Des conditions atteignables mais non-réalistes
Lors du débat des présidents de parti de la RTBF le 15 octobre, l’opposition a vivement réagi à cette stratégie. Pour Raoul Hedebouw (PTB), « le MR et les Engagés veulent fermer toutes les portes qui permettent une sortie avant 67 ans ». Paul Magnette (PS), lui, estime que « la plupart de gens ne pourront pas travailler jusqu’à 67 ans ni même jusqu’à 63 ou 64 ans ».
Georges-Louis Bouchez (MR) avance, lors de ce même débat, que les deux conditions régissant la pension anticipée sont conçues pour « favoriser ceux qui ont travaillé le plus ». Il insiste sur la possibilité d’échapper au malus, même à mi-temps, en affirmant : « Une carrière doit normalement faire 42 ans si l’on veut prendre sa pension à 63 ans. 7020 jours, il ne faut pas les faire en 35 ans, on a 42 ans pour les faire. »
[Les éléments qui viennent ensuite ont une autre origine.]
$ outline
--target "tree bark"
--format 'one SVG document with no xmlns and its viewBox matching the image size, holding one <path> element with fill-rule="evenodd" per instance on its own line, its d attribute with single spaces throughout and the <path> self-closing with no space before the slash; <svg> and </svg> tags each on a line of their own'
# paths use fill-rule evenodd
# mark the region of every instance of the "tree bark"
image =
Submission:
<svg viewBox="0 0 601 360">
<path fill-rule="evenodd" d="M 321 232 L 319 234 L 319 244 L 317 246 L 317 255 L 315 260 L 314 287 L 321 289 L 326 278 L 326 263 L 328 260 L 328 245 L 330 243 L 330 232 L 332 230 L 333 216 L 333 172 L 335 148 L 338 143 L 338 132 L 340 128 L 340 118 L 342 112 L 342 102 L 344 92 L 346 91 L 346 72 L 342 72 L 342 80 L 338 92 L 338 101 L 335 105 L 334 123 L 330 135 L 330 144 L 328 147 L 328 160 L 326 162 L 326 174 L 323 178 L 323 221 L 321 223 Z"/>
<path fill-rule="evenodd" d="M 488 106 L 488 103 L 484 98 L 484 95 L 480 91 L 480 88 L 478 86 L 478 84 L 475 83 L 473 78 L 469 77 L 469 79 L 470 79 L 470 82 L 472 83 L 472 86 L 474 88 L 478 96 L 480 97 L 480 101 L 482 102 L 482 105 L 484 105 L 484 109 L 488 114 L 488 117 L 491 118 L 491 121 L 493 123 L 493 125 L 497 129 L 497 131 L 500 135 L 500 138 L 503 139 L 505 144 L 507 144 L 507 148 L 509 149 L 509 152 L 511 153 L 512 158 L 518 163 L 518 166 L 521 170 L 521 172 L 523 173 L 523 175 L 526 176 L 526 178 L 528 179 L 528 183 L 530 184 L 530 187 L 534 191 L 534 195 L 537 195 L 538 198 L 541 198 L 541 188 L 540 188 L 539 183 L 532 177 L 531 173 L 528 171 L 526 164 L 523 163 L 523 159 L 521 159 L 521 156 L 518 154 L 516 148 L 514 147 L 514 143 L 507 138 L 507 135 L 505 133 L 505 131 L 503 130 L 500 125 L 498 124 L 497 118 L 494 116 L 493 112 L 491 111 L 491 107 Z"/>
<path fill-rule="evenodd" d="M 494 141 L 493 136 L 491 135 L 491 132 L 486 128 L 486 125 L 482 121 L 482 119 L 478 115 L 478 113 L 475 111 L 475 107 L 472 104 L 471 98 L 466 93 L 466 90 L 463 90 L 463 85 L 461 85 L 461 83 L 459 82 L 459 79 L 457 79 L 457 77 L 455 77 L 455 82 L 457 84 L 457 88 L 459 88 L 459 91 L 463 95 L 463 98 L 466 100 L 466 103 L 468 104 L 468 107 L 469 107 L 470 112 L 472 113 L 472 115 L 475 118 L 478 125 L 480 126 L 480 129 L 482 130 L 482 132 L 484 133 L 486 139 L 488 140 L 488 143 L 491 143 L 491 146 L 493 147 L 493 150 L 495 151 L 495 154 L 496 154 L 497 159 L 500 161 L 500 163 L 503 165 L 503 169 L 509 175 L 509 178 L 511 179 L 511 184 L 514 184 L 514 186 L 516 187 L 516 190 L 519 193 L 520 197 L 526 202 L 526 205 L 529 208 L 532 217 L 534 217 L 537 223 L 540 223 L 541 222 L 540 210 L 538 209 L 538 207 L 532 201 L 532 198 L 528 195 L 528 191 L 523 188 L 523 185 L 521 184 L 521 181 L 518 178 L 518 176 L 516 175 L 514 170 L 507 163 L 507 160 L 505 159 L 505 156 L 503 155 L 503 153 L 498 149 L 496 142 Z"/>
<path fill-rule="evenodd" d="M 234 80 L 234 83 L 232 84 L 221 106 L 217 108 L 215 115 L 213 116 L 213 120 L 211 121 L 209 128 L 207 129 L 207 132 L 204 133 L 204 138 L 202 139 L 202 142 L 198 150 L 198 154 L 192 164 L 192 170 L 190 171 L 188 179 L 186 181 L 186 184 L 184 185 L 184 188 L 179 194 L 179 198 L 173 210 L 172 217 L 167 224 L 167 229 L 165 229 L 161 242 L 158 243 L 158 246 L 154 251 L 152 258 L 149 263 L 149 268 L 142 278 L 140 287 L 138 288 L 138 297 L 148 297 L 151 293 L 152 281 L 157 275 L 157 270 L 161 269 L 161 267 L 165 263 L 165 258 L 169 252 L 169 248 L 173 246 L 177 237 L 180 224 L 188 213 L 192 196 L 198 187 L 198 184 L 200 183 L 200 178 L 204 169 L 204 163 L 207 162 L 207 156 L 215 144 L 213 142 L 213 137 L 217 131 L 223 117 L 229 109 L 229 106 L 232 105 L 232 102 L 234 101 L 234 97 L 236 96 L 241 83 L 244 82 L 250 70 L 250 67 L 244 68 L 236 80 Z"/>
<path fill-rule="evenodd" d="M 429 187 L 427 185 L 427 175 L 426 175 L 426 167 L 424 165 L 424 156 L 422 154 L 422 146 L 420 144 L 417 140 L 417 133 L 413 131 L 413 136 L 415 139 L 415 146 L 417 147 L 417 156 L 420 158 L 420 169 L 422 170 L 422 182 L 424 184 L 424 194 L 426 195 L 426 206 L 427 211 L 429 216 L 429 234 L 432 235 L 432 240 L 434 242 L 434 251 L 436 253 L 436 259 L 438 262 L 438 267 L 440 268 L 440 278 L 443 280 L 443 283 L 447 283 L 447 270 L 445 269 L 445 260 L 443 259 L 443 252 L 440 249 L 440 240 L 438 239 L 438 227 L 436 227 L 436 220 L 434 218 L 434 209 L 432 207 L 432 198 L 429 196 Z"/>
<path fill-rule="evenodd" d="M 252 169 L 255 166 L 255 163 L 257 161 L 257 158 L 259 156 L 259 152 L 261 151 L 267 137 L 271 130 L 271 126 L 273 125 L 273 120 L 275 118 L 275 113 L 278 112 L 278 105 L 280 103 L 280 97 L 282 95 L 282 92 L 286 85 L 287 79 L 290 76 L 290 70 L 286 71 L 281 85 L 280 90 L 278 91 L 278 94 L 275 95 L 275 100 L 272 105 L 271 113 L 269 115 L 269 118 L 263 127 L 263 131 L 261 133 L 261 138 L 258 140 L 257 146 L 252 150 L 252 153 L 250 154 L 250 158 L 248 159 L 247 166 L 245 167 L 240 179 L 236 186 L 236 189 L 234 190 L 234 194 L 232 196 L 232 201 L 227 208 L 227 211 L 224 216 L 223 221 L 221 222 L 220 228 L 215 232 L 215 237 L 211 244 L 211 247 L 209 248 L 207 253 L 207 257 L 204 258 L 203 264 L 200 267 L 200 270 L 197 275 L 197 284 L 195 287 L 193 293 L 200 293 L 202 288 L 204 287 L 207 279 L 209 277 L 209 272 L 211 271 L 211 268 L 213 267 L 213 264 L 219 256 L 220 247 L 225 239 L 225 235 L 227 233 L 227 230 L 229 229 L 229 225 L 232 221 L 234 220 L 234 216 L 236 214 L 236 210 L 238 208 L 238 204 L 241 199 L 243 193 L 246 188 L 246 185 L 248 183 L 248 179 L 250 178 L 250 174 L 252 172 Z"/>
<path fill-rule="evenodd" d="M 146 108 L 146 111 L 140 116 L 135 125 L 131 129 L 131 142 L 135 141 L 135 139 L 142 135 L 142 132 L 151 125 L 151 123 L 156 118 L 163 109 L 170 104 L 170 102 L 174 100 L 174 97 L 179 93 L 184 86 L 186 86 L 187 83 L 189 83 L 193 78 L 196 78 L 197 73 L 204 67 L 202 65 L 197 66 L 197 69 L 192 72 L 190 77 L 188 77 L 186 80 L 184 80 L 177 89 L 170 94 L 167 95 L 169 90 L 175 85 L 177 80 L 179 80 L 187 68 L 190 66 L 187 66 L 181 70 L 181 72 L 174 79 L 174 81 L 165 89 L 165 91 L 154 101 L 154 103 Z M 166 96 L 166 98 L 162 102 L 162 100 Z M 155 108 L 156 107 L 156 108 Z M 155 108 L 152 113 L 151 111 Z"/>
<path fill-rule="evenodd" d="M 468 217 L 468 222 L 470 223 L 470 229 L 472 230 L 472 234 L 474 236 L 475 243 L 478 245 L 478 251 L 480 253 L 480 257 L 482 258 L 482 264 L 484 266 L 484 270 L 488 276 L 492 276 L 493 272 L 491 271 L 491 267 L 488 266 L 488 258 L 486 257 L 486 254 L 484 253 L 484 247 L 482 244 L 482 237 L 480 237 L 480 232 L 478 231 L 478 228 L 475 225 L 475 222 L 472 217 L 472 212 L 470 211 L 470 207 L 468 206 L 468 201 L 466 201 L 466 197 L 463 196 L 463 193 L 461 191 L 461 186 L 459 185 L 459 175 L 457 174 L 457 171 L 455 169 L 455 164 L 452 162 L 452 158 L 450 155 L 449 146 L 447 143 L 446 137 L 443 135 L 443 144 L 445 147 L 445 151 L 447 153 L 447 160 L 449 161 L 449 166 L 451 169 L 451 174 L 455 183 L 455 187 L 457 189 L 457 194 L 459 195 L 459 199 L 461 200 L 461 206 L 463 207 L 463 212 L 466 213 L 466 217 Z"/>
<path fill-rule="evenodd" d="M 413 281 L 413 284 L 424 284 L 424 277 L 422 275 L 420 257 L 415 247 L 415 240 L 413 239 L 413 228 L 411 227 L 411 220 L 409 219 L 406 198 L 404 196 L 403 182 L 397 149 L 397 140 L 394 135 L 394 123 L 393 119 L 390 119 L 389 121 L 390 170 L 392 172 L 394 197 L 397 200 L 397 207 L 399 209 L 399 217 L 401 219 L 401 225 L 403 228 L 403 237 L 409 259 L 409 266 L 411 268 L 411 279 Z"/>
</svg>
Cependant, il apparaît qu’une carrière intégralement effectuée à mi-temps ne permettrait pas d’atteindre le nombre de jours minimum requis pour valider la première condition. Dans un tel scénario, l’application d’un malus deviendrait inévitable. Pour échapper à la pénalité, l’individu devrait prolonger son activité de trois ans à mi-temps, se rapprochant ainsi de l’âge légal.
Et les jeunes dans tout ça ?
Cette réforme, si elle est votée au Parlement, aura des implications importantes, même pour les jeunes pour lesquels la pension n’est qu’une préoccupation lointaine. Dès aujourd’hui, tous leurs choix professionnels comptent. Une année sabbatique, un arrêt maladie longue durée, une période de chômage entre deux emplois, un congé sans solde… tous ces paramètres influeront le calcul de la pension. Le malus de 20% que subit Thomas pourrait tout à fait vous concerner dans 40 ans.